Regions harboring copy number variants (CNV) might also be under selection and contributing to an observed selection signal, therefore CNV regions that coincide to smoothed FST peaks were further explored. Gene content of cattle CNV regions was assessed using Ensembl ( It is worthwhile to point out that FST and CNV results did not use the exact same samples. CNV results are based on Bickhart et al. [21] that use a Holstein, a Nelore, a Hereford and 3 Angus samples, also included in the FST analyses. Intersections between balancing selection region coordinates and exon positions were compared using MySQL queries. We obtained a catalog of all bovine peptides from Ensembl. This yielded 22,118 peptides, 345 of which overlap with 24 predicted balancing selection regions, and corresponded to 318 unique Ensembl genes. Using PANTHER version 7 [22], we tested for over representation of biological process, molecular function and pathway terms under the balancing selection regions. Results were Bonferroni [23] adjusted and PANTHER terms with less than five observations were not further analyzed. Similar analyses were performed on the peptides under the 48 positive selection regions. PANTHER results were similar when all peptides under the 24 balancing selection regions and 48 positive selection regions were combined in a single analysis.


SNP genotypes

After quality control, a total of 768,506 SNP were considered. In taurine, most of the autosomes had >90% of markers polymorphic and in zebu slightly less markers were polymorphic (between 80-90%). This distribution was similar across all autosomes; however, the taurine group had a reduced proportion of polymorphic markers when compared to the zebu on BTAX (Figure 1A). Most autosomes had >80% of SNP polymorphic in both groups, with ~10% polymorphic only in taurine and only a reduced number of SNP exclusively polymorphic in zebu. The zebu exclusive SNP group was different again for the BTAX where ~50% of the SNP were polymorphic in both groups and close to 40% polymorphic only in zebu (Figure 1B). Within cattle types, the average heterozygosity was 0.21 and 0.29 for zebu and taurine.

Figure 1
figure 1

Polymorphic status of the BovineHD (Illumina) markers in zebu and taurine cattle. A) Proportion of polymorphic markers, and B) Proportion of markers by polymorphic status across both cattle types.

Population substructure

The separation between taurine and zebu is the most substantial type-distinction between domestic cattle. Clustering animals based on the genetic relationship matrix clearly demonstrates this division between cattle populations (Figure 2), which is also seen using an unsupervised clustering with selected number of clusters K = 2 (Additional file 1: Figure S1A). This latter analysis evidences the majority of individuals are pure bred within each cattle type assigning an estimated proportion of more than 0.9 for either the zebu or taurine clusters.

Figure 2
figure 2

Heatmap of relationship between individuals of 10 taurine and 3 zebu cattle breed (n = 505) based on the genetic relationship matrix calculated using 768,506 SNP genotypes.
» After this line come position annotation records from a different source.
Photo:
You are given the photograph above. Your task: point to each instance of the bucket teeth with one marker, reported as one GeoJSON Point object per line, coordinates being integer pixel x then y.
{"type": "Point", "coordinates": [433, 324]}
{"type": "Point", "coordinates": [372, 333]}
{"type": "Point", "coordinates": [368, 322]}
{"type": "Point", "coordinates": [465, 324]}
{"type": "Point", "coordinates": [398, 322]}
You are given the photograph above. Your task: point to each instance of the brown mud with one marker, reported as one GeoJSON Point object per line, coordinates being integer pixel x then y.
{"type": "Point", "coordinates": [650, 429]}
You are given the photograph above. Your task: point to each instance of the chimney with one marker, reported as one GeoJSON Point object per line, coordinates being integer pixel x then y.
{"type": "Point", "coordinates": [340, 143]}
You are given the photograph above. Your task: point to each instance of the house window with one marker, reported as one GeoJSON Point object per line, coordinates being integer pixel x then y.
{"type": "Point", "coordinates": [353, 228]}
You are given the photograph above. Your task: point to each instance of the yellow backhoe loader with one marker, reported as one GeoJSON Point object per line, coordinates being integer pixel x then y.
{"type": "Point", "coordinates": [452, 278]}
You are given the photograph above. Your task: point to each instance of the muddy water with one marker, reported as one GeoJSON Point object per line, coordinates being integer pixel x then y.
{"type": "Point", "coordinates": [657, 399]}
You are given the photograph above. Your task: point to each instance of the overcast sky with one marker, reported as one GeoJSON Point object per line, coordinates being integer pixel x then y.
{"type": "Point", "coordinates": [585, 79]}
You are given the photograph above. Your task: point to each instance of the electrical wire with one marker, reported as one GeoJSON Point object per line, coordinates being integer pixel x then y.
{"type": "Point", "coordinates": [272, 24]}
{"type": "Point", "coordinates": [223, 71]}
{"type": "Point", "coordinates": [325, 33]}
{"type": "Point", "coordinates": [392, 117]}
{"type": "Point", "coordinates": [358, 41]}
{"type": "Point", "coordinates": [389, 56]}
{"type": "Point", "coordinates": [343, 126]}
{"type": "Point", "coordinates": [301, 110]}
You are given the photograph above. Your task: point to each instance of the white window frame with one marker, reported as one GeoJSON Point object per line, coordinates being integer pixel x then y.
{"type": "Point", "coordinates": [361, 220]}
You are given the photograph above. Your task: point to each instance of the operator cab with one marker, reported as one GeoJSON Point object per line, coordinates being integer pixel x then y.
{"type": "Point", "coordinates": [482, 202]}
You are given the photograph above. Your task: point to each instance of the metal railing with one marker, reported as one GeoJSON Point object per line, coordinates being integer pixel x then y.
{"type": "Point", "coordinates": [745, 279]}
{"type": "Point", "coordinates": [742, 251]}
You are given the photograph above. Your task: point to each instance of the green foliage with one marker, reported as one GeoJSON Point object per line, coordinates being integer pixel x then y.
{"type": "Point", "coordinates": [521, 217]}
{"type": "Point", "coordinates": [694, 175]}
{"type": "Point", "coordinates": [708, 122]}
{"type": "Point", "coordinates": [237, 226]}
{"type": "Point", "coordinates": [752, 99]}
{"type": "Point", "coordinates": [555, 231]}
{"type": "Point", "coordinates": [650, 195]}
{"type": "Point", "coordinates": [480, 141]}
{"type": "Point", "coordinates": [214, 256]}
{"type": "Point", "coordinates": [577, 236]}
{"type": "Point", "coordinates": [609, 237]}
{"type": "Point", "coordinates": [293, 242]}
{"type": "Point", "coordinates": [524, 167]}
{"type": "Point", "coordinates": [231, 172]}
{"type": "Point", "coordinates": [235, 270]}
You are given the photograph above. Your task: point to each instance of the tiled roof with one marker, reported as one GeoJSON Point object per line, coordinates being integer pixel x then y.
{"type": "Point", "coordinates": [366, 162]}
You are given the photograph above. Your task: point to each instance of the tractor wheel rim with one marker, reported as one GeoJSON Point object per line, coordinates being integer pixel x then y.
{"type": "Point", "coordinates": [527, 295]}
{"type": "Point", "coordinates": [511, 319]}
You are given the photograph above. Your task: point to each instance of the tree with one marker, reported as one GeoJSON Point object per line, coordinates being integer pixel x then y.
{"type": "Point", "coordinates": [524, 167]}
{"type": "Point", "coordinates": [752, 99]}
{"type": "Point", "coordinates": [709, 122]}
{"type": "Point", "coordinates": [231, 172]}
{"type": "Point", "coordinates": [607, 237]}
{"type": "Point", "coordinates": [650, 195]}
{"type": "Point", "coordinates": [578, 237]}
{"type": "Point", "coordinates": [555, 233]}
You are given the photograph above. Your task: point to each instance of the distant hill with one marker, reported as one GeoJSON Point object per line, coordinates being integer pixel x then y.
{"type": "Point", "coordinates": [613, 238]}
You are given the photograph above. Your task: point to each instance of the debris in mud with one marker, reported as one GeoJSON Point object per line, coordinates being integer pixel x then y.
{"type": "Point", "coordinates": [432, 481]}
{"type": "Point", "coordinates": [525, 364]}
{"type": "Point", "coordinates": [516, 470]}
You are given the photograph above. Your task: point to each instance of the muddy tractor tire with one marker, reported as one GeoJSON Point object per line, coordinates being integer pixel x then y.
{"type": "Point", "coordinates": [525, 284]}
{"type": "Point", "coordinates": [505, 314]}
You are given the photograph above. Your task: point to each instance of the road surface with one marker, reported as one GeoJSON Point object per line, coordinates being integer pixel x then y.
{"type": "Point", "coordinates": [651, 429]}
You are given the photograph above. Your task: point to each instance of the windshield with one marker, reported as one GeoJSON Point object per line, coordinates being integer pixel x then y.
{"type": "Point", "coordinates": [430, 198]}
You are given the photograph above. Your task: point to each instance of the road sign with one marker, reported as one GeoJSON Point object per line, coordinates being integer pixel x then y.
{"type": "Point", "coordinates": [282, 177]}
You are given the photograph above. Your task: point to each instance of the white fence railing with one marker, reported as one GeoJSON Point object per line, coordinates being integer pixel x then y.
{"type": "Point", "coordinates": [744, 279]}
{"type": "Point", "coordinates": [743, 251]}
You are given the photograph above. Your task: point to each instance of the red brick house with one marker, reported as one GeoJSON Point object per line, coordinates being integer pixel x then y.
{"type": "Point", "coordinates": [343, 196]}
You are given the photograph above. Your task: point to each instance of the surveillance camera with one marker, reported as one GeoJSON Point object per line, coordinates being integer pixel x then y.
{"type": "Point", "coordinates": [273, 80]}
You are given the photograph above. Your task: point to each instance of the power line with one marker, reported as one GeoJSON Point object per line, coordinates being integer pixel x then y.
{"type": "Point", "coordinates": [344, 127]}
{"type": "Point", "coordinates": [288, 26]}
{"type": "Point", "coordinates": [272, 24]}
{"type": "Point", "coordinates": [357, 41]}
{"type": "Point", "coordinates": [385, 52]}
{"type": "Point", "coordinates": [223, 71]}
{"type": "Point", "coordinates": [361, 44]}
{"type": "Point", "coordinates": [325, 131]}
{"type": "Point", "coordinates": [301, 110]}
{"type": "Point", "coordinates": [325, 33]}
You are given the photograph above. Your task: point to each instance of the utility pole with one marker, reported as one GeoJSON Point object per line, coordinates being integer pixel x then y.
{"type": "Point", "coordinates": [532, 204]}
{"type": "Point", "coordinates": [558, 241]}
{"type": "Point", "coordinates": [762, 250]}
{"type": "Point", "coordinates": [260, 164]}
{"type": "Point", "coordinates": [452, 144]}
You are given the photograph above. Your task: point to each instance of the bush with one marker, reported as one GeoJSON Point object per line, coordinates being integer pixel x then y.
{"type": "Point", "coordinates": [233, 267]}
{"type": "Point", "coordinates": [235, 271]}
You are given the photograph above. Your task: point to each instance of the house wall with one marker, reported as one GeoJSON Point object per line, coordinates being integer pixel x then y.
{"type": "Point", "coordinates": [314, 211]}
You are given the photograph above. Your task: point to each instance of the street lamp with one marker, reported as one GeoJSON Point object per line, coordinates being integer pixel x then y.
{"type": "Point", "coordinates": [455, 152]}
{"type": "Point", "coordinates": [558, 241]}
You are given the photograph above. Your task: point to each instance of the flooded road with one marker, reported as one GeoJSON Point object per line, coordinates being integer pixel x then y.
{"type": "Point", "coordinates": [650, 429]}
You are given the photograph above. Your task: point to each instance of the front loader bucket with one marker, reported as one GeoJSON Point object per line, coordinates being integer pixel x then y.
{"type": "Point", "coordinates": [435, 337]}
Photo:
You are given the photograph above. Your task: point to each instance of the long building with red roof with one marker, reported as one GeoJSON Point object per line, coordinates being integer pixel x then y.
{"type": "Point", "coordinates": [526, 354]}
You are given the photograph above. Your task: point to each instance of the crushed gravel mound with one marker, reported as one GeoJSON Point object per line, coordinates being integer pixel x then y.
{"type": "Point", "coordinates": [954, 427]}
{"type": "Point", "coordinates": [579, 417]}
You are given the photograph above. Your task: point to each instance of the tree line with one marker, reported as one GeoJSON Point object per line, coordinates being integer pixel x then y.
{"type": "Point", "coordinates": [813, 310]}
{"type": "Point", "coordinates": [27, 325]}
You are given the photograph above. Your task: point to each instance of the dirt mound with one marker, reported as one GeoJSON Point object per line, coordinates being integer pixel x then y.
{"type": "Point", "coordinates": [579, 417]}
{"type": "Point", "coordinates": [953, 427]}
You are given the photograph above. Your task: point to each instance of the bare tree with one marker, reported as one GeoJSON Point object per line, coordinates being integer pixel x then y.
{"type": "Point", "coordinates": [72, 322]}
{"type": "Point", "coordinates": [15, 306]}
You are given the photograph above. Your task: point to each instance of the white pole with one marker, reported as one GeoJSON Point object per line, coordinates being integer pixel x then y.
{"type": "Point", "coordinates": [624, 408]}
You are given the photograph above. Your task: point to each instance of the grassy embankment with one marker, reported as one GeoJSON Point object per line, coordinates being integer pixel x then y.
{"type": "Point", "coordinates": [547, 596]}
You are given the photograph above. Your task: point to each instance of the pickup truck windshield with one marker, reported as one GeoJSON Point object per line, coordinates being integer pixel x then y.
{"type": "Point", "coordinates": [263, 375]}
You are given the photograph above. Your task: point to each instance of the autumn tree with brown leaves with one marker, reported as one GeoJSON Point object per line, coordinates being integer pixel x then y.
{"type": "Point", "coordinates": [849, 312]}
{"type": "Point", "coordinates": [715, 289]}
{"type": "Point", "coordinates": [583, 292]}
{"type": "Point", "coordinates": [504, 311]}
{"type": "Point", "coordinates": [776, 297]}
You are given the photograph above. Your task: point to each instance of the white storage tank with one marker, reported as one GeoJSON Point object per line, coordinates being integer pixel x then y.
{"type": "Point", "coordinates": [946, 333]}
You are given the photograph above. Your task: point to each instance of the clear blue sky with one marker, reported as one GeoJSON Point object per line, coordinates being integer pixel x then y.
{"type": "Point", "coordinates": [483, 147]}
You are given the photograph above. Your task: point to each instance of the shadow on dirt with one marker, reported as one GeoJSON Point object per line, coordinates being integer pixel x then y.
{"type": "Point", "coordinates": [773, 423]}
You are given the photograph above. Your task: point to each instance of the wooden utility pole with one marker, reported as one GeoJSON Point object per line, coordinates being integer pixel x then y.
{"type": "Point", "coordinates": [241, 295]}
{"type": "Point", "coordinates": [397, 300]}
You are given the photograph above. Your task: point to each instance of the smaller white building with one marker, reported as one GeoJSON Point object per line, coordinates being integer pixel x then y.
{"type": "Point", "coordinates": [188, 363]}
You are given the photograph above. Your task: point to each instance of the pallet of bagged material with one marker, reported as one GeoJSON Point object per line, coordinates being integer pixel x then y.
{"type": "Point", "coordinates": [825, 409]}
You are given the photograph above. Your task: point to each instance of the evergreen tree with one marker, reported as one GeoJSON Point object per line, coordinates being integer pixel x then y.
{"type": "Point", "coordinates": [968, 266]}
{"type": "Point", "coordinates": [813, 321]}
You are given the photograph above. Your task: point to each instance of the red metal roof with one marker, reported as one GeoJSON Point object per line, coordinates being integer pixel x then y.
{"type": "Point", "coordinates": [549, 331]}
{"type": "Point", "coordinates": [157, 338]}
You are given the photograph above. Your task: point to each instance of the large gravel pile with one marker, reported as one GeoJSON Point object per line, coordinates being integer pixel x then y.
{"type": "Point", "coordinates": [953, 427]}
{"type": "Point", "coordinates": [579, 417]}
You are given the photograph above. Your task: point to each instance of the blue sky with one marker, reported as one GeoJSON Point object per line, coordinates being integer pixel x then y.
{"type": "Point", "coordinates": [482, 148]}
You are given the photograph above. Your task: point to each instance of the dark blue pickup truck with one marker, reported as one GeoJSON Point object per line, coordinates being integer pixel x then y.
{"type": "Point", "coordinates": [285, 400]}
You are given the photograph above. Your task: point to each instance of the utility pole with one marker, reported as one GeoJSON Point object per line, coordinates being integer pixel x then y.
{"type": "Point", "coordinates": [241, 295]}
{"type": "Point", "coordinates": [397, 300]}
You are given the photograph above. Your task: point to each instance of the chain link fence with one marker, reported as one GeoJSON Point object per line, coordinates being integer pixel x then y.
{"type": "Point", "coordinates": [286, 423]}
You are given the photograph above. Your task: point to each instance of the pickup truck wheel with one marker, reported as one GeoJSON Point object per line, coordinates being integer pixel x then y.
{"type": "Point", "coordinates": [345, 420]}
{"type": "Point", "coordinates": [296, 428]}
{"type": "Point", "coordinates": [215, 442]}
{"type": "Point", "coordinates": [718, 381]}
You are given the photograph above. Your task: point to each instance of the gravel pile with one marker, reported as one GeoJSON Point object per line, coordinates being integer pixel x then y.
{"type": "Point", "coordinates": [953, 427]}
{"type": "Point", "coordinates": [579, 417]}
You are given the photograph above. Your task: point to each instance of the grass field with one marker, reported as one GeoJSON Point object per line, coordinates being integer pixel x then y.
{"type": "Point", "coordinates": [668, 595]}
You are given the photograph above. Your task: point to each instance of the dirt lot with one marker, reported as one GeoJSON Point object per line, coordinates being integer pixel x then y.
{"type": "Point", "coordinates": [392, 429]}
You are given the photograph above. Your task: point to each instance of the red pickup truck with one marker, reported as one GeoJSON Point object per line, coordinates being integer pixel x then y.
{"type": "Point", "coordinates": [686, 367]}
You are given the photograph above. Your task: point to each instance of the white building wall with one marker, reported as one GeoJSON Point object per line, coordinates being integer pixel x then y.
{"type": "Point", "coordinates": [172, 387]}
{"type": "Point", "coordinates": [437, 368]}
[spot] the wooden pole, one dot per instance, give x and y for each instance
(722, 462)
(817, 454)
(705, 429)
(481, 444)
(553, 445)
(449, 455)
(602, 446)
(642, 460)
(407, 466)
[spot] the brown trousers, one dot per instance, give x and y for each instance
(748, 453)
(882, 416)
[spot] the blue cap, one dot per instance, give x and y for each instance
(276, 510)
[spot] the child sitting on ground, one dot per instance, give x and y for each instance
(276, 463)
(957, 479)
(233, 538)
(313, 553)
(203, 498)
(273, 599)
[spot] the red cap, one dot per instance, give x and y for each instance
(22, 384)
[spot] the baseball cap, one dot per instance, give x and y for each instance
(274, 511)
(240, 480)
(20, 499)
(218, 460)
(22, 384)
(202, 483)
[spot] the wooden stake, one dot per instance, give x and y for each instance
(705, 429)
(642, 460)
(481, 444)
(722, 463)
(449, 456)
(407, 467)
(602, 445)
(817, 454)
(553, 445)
The first principal component, which is the axis that explains the most variance, not surprisingly corresponds to the same main division. The second principal component starts to subdivide the taurine animals (Additional file 1: Figure S1B and C). This subdivision of taurine animals was also seen in four independent runs of principal components analyses that used the same number of individuals per breed and different random combinations of taurine breeds in addition to the three zebu breeds (Additional file 2: Figure S2). This agrees with the lower pair-wise FST observed between zebu breeds in comparison to taurine breeds (Additional file 3: Table S1).

Genomic regions under selection

Regions under positive and balancing selection were defined as the regions in the top and bottom 1% of all smoothed FST values, respectively (Figure 3, Tables 1 and 2).

Figure 3
figure 3

Smoothed FST comparing taurine and zebu animals. Only autosomes are plotted in alternated shades of gray. The top and bottom 1% values are highlighted in blue and green, corresponding to the regions under positive and balancing selections.

Table 1 Positive selection: regions in the top 1% smoothed F ST values
Table 2 Balancing selection: regions in the bottom 1% smoothed F ST values

Regions under positive selection

The top 1% smoothed FST values were distributed across 48 regions in 17 chromosomes (Table 1) including the BTAX (not shown in Figure 3). Of those, 12 regions were known to harbor copy number variations, and 22 regions had been described as under positive selection in previous studies (Table 1). Twenty of them also overlapped on one or more breed specific peaks in the within cattle type analyses. Among the previously described peaks, 10 of them overlapped to taurine breed signals, and 1 to a zebu breed peak.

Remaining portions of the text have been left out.